Proper use of armodafinil
Waklert is licensed for the treatment of narcolepsy with or without cataplexy and moderate to severe obstructive sleep apnoea syndrome with excessive daytime sleepiness despite adequate CPAP (continuous positive airway pressure) therapy.
The dosage for the treatment of narcolepsy for adults is two to four tablets (150 to 300 mg) and should be divided into two doses (morning and noon) or taken as a single dose in the morning. The daily dose for the treatment of obstructive sleep apnoea syndrome is two tablets (150 mg) as a single dose in the morning. If the improvement is not sufficient, this indication can also be increased to up to four tablets (300 mg) daily.
The absorption of armodafinil is not influenced by food intake. Armodafinil can therefore be taken before, during or after a meal with liquid. The film-coated tablets should be swallowed whole.
Armodafinil is effective and tolerable but long-term data are lacking. The stimulant armodafinil improves narcolepsy-related daytime sleepiness. In the treatment of obstructive sleep apnoea with excessive daytime sleepiness, the number and duration of daytime sleep phases are improved, attention and psychomotor performance are increased. Armodafinil also has a positive effect on quality of life.

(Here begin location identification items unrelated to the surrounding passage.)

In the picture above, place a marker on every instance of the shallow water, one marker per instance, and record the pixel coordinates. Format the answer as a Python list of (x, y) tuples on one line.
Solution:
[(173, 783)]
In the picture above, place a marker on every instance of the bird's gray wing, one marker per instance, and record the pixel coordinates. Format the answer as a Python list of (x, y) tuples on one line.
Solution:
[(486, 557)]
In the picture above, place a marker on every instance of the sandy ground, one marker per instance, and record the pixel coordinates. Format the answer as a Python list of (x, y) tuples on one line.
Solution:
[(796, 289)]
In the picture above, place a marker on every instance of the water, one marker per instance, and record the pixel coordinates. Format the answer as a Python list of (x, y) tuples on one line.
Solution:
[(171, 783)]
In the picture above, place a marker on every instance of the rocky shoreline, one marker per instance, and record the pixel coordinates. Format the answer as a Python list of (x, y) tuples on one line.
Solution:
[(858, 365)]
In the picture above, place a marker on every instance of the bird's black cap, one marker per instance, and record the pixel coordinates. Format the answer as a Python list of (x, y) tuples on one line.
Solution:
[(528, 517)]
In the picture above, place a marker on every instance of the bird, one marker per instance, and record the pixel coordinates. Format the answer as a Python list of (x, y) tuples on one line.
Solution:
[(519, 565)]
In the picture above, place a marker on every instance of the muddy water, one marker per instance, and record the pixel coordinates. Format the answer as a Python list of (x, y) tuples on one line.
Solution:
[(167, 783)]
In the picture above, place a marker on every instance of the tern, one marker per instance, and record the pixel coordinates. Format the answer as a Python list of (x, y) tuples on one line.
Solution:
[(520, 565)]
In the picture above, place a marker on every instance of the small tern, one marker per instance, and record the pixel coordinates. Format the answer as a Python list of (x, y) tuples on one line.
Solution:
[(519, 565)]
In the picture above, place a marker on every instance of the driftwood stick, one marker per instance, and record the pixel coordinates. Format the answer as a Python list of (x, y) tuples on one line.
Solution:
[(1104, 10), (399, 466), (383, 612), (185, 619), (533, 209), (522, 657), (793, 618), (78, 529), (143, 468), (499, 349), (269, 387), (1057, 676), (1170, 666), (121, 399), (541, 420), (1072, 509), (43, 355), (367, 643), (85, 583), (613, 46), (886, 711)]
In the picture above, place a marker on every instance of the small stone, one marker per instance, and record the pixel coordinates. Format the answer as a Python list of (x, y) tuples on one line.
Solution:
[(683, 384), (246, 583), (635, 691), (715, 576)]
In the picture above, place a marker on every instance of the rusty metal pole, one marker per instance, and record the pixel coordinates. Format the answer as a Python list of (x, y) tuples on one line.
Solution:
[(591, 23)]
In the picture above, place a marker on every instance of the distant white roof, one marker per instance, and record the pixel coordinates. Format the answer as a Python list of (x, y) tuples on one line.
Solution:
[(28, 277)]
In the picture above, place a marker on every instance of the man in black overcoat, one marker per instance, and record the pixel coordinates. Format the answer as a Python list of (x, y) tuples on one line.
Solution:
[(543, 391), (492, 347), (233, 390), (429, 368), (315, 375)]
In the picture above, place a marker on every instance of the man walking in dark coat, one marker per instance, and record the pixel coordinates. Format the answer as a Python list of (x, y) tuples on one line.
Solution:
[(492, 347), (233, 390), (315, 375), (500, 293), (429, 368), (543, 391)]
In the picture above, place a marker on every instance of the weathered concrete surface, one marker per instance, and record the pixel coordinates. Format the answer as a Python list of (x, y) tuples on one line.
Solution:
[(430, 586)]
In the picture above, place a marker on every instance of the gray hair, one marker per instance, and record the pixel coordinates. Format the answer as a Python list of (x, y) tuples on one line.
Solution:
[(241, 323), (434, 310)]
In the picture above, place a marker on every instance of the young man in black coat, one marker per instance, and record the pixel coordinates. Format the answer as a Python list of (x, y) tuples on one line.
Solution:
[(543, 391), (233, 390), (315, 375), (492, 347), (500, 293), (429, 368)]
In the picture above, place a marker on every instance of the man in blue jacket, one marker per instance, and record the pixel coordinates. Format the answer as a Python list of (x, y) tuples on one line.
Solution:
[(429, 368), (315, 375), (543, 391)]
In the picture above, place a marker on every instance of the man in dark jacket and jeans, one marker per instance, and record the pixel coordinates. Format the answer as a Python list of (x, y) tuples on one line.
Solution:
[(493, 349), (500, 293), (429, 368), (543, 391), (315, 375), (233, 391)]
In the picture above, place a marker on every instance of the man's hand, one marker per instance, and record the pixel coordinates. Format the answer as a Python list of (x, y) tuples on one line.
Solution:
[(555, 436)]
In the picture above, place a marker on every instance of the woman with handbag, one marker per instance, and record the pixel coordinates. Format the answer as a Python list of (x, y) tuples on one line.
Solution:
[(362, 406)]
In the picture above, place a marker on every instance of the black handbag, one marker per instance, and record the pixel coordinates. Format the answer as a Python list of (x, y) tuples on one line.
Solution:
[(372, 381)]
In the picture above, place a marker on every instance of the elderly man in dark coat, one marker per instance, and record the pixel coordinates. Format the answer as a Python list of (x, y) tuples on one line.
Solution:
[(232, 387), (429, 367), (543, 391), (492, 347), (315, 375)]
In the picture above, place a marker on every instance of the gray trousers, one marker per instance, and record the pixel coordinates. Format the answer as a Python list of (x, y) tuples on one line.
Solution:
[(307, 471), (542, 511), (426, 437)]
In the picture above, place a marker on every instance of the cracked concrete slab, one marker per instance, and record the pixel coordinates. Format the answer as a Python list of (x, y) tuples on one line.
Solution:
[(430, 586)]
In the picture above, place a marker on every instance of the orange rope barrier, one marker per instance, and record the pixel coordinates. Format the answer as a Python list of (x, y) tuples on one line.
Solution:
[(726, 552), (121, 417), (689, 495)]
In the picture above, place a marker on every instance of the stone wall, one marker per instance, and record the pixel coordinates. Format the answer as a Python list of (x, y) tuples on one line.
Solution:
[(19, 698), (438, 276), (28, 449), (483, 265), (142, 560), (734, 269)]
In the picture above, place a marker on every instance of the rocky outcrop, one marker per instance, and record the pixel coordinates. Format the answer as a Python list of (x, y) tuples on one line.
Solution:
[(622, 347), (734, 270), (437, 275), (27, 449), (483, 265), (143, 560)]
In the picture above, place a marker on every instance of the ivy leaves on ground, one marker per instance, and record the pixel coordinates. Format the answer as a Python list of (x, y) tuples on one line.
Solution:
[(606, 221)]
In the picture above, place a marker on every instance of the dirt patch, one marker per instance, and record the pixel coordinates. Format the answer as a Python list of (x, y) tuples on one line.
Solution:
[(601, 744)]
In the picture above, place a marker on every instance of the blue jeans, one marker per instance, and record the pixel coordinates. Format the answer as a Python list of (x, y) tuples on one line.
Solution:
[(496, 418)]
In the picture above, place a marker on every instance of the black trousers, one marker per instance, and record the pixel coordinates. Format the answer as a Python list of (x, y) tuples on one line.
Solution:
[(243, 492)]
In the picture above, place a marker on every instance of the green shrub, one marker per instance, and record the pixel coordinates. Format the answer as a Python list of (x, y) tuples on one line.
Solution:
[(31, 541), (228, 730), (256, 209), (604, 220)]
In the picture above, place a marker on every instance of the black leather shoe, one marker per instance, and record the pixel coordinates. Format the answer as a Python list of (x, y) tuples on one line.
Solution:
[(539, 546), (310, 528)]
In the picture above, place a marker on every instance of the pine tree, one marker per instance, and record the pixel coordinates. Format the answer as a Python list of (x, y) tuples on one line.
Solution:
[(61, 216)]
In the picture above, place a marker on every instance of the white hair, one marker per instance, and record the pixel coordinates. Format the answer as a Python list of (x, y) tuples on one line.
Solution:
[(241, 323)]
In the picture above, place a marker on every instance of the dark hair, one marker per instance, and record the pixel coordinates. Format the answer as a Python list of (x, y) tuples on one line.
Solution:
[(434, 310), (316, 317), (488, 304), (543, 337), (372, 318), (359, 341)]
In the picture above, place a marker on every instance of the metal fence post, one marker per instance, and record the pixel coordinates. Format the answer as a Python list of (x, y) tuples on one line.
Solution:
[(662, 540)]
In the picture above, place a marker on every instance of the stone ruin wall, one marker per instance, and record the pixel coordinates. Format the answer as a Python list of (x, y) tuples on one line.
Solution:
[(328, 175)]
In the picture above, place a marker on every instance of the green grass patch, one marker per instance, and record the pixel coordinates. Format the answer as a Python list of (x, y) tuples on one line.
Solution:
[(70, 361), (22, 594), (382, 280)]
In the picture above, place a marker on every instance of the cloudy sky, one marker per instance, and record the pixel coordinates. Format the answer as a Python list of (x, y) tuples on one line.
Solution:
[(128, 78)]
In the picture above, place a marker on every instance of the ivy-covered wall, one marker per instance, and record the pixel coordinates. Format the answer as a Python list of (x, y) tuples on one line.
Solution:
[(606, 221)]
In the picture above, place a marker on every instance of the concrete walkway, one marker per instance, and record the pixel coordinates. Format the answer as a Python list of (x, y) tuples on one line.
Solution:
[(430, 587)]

It differs chemically and pharmacologically from amphetamine-like substances. Among other things, an indirect inhibition of GABAergic neurons of the hypothalamus and an enhancement of norepinephrine at central α-1 receptors are discussed as the mechanism of action. In contrast to other treatment options for narcolepsy, the efficacy of armodafinil in doses of 150 to 300 mg is documented with relatively extensive clinical data. However, studies on the efficacy and risks of possibly lifelong use are still lacking. Modafinil is nevertheless considered the drug of choice in the treatment of narcolepsy.
Side effects include headache, nausea and nervousness. Interactions via cytochromisoenzymes are possible in principle. The development of psychological dependence seems to be low when used as directed. However, the development of tolerance cannot be ruled out.